Making the house fit for habitation
The family heard about the Norwegian Refugee Council (NRC) through friends and reached out to find out more about the services available to them. Shortly afterwards, NRC sent a team to meet the family and evaluate their situation.
“We were barely in contact with the landlord,” explains Abu Ayham. “At the beginning, he told us that we could renovate anything, but at our own expense. Unfortunately, when we eventually leave the house, we won’t be able to take any of these things with us. Any investment we make on the house benefits the landlord only.”
After evaluating the conditions and consulting the landlord and the family, NRC’s shelter team agreed to take care of some of the house renovations.
“Since the renovation, the situation has improved. We don’t have insects,” says Um Ayham. Abu Ayham continues: “The major thing was fixing the septic tank. Also, the water tank would not fill up completely, and we did not have enough water for the family. Now we have two tanks. This is good for the children.”
Three quarters live below the poverty line
Abu and Um Ayham’s difficult situation is more the rule than the exception in Jordan. The already struggling Jordanian economy and high unemployment rates have led to increased poverty levels among both Jordanians and refugees. Currently, 75 per cent of the Syrian refugee population lives below the poverty line and 54 per cent cannot afford to pay rent.
“We faced lots of problems in order to pay the rent, and this is the cheapest house we could find. People want to help, so they arranged some work for my husband. Our neighbours took us in, but we still struggled a lot to secure rent every month,” explains Um Ayham.

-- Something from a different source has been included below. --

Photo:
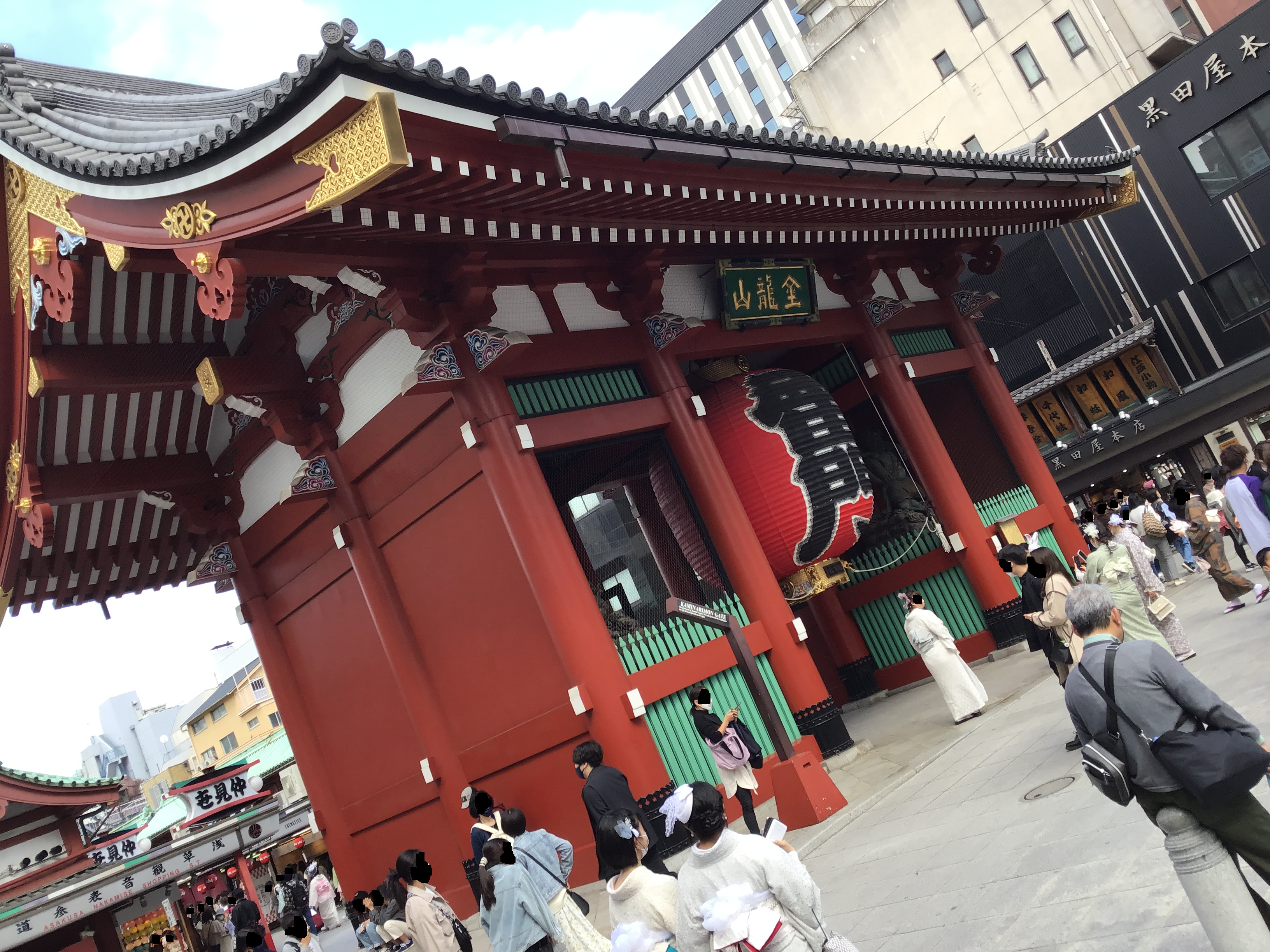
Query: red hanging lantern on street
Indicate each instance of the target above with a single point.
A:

One of the main problems has been the lack of work opportunities. “We don’t have jobs,” says Abu Ayham. “Sometimes, I find work once or twice a week. I take whatever I can find. I have worked in construction and agriculture. Some people want to help, so they hire me to do small things, like taking care of their gardens. When I have the opportunity, I do it.”
Renovations in exchange for rent
In exchange for the renovations provided by NRC, the landlord agreed to give the family a six-month period rent-free. Moreover, once the period is over, NRC will continue to support the family with their monthly payments throughout the following year.

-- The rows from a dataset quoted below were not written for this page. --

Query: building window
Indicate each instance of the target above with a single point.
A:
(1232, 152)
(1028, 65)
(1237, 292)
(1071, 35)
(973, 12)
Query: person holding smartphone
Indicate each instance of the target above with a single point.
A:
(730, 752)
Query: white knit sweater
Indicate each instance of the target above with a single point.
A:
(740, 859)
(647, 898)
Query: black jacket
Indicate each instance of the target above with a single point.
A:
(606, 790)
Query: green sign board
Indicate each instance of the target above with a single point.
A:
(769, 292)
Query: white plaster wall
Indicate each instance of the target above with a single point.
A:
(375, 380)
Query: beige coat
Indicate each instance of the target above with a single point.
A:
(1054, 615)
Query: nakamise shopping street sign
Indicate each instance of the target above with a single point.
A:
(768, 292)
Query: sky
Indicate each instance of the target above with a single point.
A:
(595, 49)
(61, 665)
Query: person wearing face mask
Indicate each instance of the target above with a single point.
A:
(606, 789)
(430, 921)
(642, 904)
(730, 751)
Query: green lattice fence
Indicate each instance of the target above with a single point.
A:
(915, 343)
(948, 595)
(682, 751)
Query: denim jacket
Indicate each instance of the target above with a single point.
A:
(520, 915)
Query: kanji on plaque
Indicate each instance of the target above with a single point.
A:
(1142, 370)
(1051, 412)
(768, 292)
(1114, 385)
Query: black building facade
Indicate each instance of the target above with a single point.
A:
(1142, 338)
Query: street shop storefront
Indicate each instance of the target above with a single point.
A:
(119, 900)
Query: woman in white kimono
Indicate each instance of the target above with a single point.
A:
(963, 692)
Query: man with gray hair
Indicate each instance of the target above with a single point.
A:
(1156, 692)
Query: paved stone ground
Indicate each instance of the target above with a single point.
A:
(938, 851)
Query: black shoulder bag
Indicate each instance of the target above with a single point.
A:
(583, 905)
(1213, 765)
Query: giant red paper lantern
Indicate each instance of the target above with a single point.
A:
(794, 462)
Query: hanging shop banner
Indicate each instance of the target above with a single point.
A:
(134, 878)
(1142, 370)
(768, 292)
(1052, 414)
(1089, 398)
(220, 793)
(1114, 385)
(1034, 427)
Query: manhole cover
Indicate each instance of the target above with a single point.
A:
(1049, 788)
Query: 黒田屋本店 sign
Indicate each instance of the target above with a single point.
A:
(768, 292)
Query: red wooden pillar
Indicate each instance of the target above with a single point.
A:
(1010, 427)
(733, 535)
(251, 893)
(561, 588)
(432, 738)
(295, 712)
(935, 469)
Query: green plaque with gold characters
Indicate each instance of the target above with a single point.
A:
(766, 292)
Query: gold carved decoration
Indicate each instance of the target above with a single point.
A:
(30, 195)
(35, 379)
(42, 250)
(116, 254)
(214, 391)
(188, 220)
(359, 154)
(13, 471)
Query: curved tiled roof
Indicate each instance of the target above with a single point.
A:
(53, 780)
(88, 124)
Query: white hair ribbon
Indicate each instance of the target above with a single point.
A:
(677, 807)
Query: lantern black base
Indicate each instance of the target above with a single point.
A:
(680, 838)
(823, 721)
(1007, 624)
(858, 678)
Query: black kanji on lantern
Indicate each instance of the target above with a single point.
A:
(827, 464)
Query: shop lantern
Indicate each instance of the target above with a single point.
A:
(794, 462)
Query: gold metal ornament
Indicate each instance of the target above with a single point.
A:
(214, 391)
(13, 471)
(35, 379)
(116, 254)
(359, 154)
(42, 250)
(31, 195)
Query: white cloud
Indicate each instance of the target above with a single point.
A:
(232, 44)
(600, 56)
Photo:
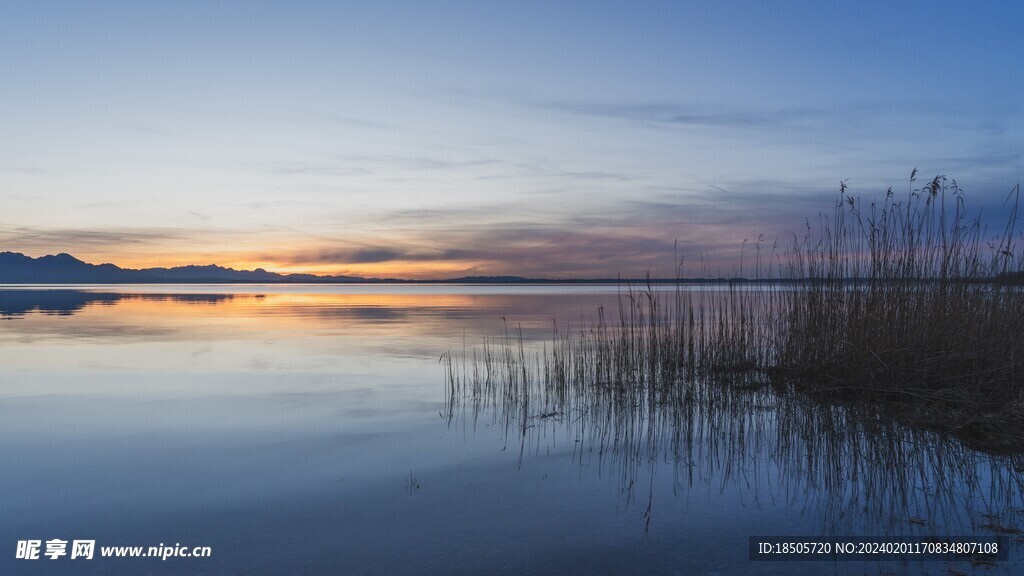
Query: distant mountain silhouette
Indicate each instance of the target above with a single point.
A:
(65, 269)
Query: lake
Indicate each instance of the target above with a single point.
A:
(309, 429)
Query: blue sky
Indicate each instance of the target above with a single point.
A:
(442, 138)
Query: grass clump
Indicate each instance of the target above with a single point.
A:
(907, 306)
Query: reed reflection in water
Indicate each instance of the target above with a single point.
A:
(859, 471)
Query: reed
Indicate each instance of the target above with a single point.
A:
(908, 307)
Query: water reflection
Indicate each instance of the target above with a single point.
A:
(859, 474)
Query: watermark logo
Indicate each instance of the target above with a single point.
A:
(56, 548)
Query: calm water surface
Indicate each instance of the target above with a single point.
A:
(305, 429)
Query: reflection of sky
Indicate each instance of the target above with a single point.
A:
(280, 425)
(535, 138)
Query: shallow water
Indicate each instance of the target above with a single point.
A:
(305, 429)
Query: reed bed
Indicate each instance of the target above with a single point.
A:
(910, 306)
(909, 309)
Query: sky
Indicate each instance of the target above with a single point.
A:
(436, 139)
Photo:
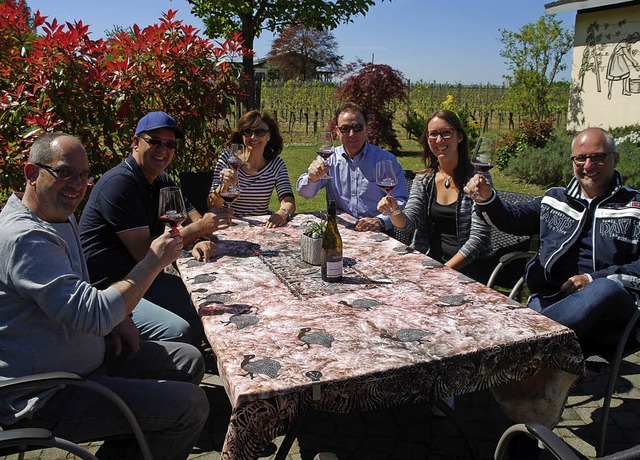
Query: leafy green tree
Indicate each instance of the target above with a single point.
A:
(224, 17)
(298, 52)
(375, 87)
(534, 56)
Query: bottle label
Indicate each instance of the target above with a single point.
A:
(334, 269)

“We have got used to being here, although it is not 100 per cent comfortable for us. Luckily, with the renovations and without the burden of rent we are less worried and concerned. We feel comfortable psychologically. In the future, we want to have safety and security again,” explains Um Ayham.
“We don’t want anything from the world, only safety and comfort. We want to make sure that we have everything we need, that we have security in our life,” Abu Ayham concludes.
The core of NRC’s shelter programme in Jordan aims to improve the living conditions for vulnerable Jordanians and Syrian refugees living outside of the camps. Rent comprises 50 per cent of household expenses for Syrian refugees and 65 per cent of them do not live in adequate conditions. By upgrading their living conditions and covering housing costs, NRC is creating a win-win situation between landlords and tenants.